Karim is conflicted by pressing responsibilities back home in Qatar, where his father runs a modest grocery shop that is threatened by the expansion of larger franchise stores. Karim dismisses his father’s scorn at his new life—until he calls with the news that Karim’s younger sister has been hospitalized by a bomb explosion in a Qatar shopping mall. He hangs up the phone, only to be met by the following announcement on the Schrub monitor outside his Manhattan apartment window:
“Merry Xmas …BRONCOS VS LIONS 4:15PM. KICKOFF…MIX OF FREEZING DRIZZLE AND LIGHT SLEET THROUGH DAY…”

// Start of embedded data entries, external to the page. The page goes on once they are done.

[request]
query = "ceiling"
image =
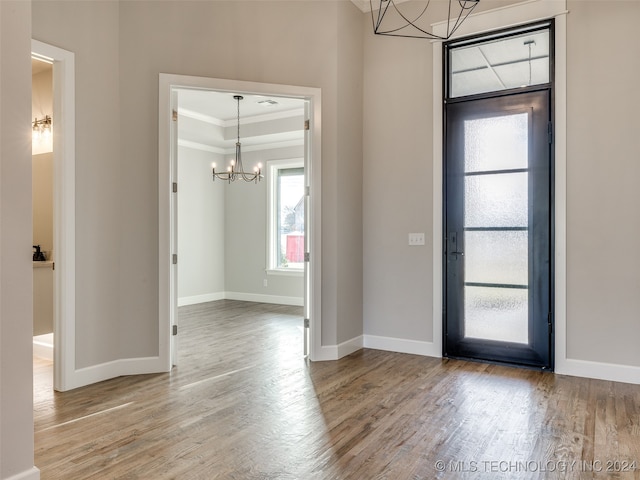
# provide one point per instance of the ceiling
(208, 120)
(39, 66)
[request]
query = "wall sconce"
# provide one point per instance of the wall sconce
(42, 128)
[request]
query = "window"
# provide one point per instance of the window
(508, 60)
(286, 215)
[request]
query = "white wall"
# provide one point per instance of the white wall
(16, 328)
(42, 184)
(201, 238)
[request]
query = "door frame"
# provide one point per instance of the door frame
(499, 19)
(65, 375)
(166, 175)
(535, 103)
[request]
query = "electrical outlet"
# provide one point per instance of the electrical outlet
(416, 239)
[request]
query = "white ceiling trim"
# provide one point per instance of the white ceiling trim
(201, 146)
(232, 150)
(266, 146)
(267, 117)
(200, 116)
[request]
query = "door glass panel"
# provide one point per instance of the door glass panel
(500, 314)
(496, 200)
(496, 219)
(497, 257)
(496, 143)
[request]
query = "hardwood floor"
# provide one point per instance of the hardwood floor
(244, 404)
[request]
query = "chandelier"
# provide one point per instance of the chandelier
(403, 22)
(235, 169)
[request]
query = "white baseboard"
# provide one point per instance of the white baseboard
(334, 352)
(325, 353)
(601, 371)
(245, 297)
(32, 474)
(43, 346)
(116, 368)
(195, 299)
(402, 345)
(256, 297)
(350, 346)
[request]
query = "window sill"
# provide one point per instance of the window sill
(285, 272)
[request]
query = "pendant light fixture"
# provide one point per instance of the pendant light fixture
(407, 21)
(235, 170)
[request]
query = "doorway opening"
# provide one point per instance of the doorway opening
(230, 247)
(59, 207)
(307, 102)
(498, 197)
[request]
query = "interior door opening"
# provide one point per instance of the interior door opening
(169, 188)
(229, 246)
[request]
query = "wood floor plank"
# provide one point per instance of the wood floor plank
(244, 404)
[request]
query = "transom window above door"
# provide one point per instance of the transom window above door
(518, 59)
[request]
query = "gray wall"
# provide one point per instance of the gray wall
(602, 194)
(603, 174)
(120, 49)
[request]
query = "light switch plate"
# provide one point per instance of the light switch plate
(416, 239)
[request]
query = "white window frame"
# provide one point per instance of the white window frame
(272, 204)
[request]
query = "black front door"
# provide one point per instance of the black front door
(498, 247)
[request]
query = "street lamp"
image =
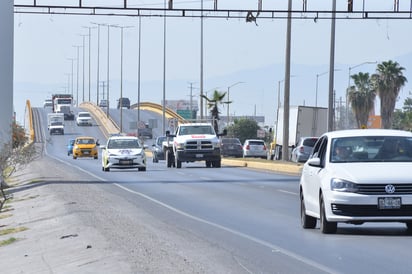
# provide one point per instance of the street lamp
(90, 41)
(347, 90)
(121, 74)
(84, 36)
(77, 76)
(138, 69)
(228, 99)
(317, 80)
(72, 59)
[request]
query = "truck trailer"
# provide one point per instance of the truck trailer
(60, 100)
(304, 121)
(55, 123)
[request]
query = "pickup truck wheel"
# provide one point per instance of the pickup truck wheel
(325, 226)
(216, 164)
(178, 164)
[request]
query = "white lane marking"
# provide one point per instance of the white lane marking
(273, 247)
(288, 192)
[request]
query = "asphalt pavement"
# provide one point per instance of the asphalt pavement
(39, 235)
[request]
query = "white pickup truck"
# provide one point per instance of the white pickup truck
(193, 142)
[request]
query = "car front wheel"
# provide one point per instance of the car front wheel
(325, 226)
(306, 220)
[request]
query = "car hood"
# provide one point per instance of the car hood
(373, 172)
(86, 146)
(125, 151)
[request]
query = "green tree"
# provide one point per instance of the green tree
(243, 129)
(388, 82)
(14, 155)
(361, 97)
(213, 105)
(402, 118)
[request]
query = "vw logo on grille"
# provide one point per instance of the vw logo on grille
(390, 189)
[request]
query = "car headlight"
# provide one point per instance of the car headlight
(180, 145)
(343, 185)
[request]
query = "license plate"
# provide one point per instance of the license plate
(389, 202)
(125, 162)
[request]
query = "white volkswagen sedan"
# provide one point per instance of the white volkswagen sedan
(123, 152)
(357, 176)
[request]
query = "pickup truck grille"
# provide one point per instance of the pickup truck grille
(199, 145)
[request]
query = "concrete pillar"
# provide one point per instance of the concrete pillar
(6, 69)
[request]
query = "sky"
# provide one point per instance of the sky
(247, 59)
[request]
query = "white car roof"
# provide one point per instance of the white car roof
(367, 132)
(123, 137)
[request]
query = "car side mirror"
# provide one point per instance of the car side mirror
(224, 133)
(314, 162)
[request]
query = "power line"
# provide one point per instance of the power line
(257, 14)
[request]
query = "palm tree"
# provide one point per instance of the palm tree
(388, 82)
(362, 98)
(212, 103)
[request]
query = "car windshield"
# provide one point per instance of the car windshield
(123, 143)
(196, 130)
(160, 140)
(230, 141)
(371, 149)
(256, 143)
(86, 141)
(309, 142)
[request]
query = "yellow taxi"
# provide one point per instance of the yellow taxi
(85, 147)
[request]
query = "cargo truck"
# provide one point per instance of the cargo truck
(304, 121)
(60, 100)
(55, 123)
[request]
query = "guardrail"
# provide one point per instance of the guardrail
(29, 115)
(108, 126)
(170, 114)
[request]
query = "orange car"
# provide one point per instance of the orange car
(85, 147)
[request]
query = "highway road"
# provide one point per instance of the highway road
(251, 216)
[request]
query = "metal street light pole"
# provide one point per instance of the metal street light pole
(72, 59)
(286, 99)
(121, 74)
(331, 109)
(317, 80)
(164, 72)
(201, 61)
(347, 90)
(108, 70)
(138, 69)
(77, 76)
(83, 35)
(98, 62)
(228, 99)
(90, 41)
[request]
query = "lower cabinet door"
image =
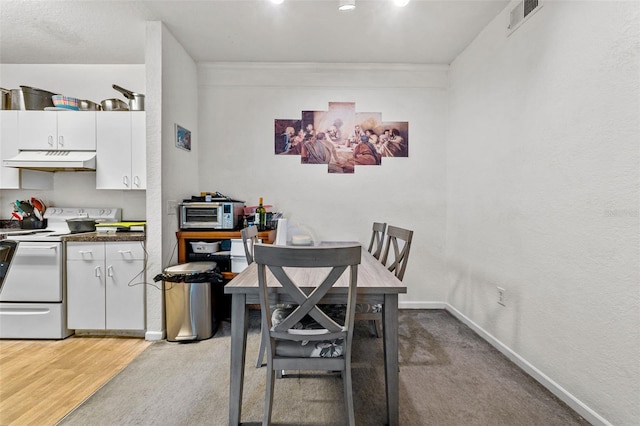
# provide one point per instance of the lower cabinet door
(85, 294)
(105, 286)
(125, 287)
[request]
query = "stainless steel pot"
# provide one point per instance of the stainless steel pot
(5, 100)
(114, 105)
(85, 105)
(136, 100)
(31, 98)
(81, 224)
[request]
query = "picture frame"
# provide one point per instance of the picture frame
(183, 138)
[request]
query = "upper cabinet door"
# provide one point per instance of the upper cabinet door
(113, 153)
(38, 130)
(77, 130)
(138, 150)
(64, 130)
(9, 176)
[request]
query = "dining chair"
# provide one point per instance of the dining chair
(377, 239)
(249, 239)
(326, 345)
(400, 240)
(365, 311)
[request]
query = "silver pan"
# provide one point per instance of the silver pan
(114, 105)
(136, 100)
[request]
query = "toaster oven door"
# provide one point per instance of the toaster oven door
(198, 216)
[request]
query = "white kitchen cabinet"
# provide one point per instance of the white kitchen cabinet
(121, 150)
(11, 177)
(105, 289)
(57, 130)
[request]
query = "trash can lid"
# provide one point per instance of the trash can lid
(190, 268)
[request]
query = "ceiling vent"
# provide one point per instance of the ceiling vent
(521, 12)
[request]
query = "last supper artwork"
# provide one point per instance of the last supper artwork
(342, 138)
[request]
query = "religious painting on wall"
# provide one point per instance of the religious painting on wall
(341, 138)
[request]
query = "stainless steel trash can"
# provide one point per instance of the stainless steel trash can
(189, 302)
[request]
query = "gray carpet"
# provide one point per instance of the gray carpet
(448, 376)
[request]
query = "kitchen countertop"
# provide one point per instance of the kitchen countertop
(104, 237)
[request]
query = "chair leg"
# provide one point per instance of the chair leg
(268, 401)
(376, 328)
(261, 350)
(348, 394)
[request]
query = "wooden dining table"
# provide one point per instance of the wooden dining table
(375, 285)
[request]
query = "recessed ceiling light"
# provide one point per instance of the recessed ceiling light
(347, 5)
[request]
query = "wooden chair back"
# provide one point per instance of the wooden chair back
(298, 284)
(400, 240)
(377, 239)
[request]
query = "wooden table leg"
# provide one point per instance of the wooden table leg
(390, 336)
(239, 324)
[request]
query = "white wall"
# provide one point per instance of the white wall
(91, 82)
(542, 197)
(238, 106)
(172, 172)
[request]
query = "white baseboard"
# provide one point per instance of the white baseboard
(153, 336)
(573, 402)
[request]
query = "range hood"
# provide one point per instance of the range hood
(53, 161)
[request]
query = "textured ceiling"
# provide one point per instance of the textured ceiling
(102, 32)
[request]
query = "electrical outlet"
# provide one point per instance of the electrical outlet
(501, 296)
(172, 207)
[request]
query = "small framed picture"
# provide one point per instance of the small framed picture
(183, 138)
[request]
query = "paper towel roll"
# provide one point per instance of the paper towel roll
(281, 233)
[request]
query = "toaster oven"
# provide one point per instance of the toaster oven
(210, 215)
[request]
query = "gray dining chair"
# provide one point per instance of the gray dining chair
(400, 240)
(365, 311)
(377, 239)
(327, 344)
(249, 239)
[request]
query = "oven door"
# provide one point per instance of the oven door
(35, 274)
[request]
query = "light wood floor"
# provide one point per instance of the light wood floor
(42, 380)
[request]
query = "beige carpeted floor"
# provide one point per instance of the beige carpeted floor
(448, 376)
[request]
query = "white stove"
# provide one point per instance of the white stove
(32, 296)
(57, 223)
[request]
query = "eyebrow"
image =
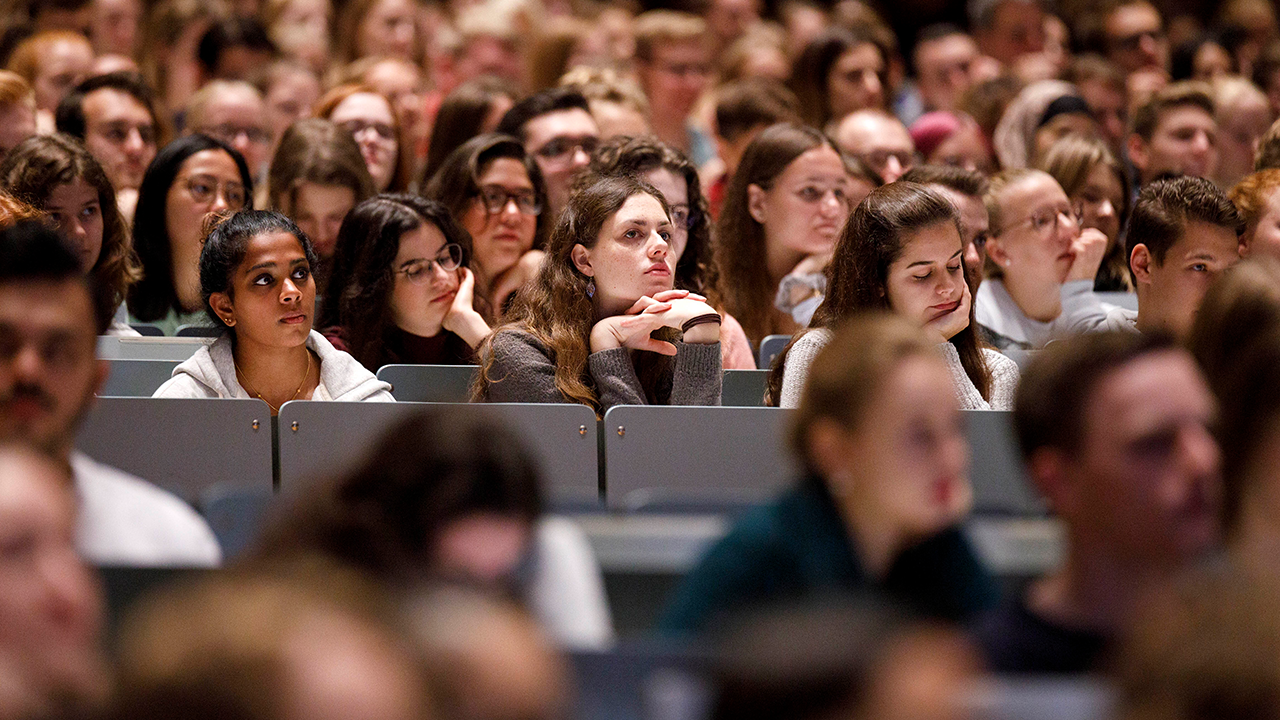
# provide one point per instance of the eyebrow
(931, 261)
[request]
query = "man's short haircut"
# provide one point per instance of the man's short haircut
(1093, 67)
(232, 32)
(970, 183)
(1176, 95)
(539, 104)
(656, 28)
(982, 13)
(1165, 206)
(69, 115)
(1059, 384)
(1267, 154)
(750, 103)
(31, 250)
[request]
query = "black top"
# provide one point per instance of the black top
(799, 547)
(1014, 639)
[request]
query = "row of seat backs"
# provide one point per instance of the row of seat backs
(135, 377)
(653, 458)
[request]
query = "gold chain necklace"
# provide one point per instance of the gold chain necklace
(240, 376)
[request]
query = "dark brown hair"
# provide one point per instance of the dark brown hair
(740, 246)
(1165, 208)
(638, 155)
(1057, 386)
(557, 310)
(39, 165)
(876, 236)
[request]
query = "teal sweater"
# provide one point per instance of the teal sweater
(799, 547)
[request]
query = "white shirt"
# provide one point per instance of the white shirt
(128, 522)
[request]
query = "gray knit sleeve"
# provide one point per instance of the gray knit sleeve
(615, 377)
(521, 370)
(699, 374)
(795, 372)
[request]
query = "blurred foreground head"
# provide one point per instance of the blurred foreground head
(305, 641)
(50, 604)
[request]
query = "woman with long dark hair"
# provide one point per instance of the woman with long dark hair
(602, 323)
(405, 291)
(903, 251)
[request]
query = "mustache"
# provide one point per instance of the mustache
(26, 391)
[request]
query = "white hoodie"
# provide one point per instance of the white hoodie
(211, 373)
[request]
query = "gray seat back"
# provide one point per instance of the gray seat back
(769, 347)
(429, 383)
(182, 445)
(137, 378)
(694, 458)
(744, 388)
(1000, 483)
(328, 438)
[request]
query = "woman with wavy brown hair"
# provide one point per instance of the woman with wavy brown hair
(903, 251)
(56, 174)
(782, 213)
(671, 172)
(597, 324)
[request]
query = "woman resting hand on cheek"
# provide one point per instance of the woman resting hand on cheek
(602, 324)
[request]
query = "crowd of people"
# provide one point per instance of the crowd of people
(1068, 213)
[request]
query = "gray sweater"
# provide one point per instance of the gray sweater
(1004, 373)
(524, 370)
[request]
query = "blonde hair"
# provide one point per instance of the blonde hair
(26, 58)
(666, 27)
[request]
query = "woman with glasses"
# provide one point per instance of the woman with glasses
(256, 286)
(402, 291)
(903, 250)
(671, 172)
(191, 181)
(496, 192)
(1038, 261)
(1098, 188)
(782, 213)
(602, 323)
(370, 118)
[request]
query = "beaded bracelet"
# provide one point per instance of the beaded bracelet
(700, 320)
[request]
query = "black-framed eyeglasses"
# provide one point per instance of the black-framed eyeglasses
(384, 131)
(562, 146)
(205, 188)
(496, 199)
(228, 132)
(419, 272)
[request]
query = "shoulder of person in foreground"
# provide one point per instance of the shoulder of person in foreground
(567, 589)
(126, 520)
(343, 377)
(795, 370)
(200, 376)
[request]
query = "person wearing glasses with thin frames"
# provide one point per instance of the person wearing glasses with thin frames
(401, 288)
(494, 190)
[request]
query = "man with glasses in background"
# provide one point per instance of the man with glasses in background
(234, 113)
(1183, 235)
(114, 115)
(557, 128)
(878, 140)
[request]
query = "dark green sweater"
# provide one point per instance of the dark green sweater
(799, 547)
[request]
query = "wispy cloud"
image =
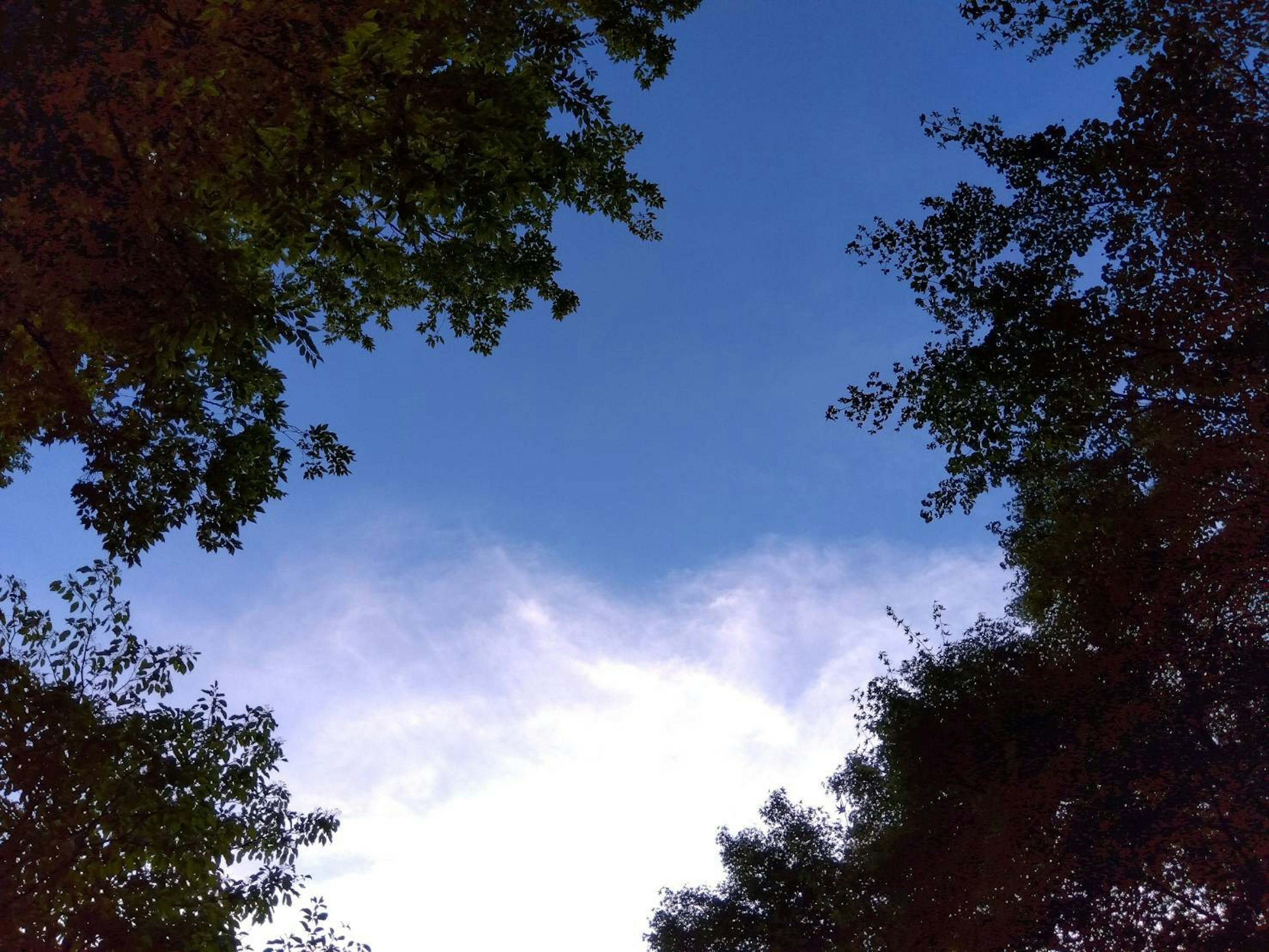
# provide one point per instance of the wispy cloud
(523, 757)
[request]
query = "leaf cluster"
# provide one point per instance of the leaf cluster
(190, 186)
(127, 822)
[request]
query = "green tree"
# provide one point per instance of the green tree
(127, 823)
(188, 186)
(1089, 772)
(1026, 790)
(1102, 341)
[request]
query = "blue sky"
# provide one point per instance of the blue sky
(646, 496)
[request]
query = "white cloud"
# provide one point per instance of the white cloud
(523, 757)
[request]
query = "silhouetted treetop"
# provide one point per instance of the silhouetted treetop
(188, 186)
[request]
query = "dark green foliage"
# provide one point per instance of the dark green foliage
(1102, 341)
(1026, 790)
(121, 816)
(1089, 772)
(188, 186)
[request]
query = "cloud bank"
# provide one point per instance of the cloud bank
(523, 756)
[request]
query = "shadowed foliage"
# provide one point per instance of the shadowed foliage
(127, 823)
(188, 186)
(1091, 772)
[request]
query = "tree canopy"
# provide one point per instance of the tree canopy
(188, 186)
(1088, 772)
(1024, 790)
(126, 822)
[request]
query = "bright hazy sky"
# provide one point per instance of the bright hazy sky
(588, 600)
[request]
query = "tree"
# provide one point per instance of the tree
(1088, 772)
(1024, 790)
(1102, 341)
(188, 186)
(125, 822)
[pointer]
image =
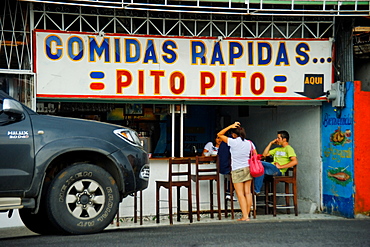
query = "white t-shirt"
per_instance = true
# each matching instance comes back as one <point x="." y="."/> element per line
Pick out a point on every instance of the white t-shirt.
<point x="212" y="150"/>
<point x="240" y="151"/>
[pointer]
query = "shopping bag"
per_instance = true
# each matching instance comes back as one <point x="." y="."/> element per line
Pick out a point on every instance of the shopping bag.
<point x="255" y="165"/>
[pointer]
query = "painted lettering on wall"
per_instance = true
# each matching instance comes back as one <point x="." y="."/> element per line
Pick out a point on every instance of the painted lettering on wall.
<point x="80" y="64"/>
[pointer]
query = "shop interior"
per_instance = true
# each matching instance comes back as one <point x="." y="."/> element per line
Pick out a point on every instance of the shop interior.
<point x="155" y="125"/>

He watches the marquee “for several minutes but there was nothing about the bombing.” It is a transformative moment: Karim comes into moral conflict with the program that is quietly ticking away, exploiting the inequality that defines his home and cultural roots while making Schrub Equities and himself quickly rich. The program becomes the metaphorical centerpiece around which everything traverses as his struggle with an all-powerful boss, the new experience of sexual relations with women, and the questioning of his religious morals all come to an apex. Karim’s is a dichotomous existence—having escaped the frustrations of developing world cities he meets the flip side of the same in the developed world. “Sometimes you do not truly observe something until you study it in reverse,” he comments at the beginning of the novel. It only resonates much later when he stops looking through rose-colored glasses and confronts the true implications of his ambitions.
While I found myself at times conflicted between the grandness of the novel’s subject matter and the protagonist’s disarmingly simple worldview, Wayne’s meditation on the beginning of the internet boom is a timely reminder of the path we still follow, especially in the context of our latest ‘system imbalance’—this current great global recession.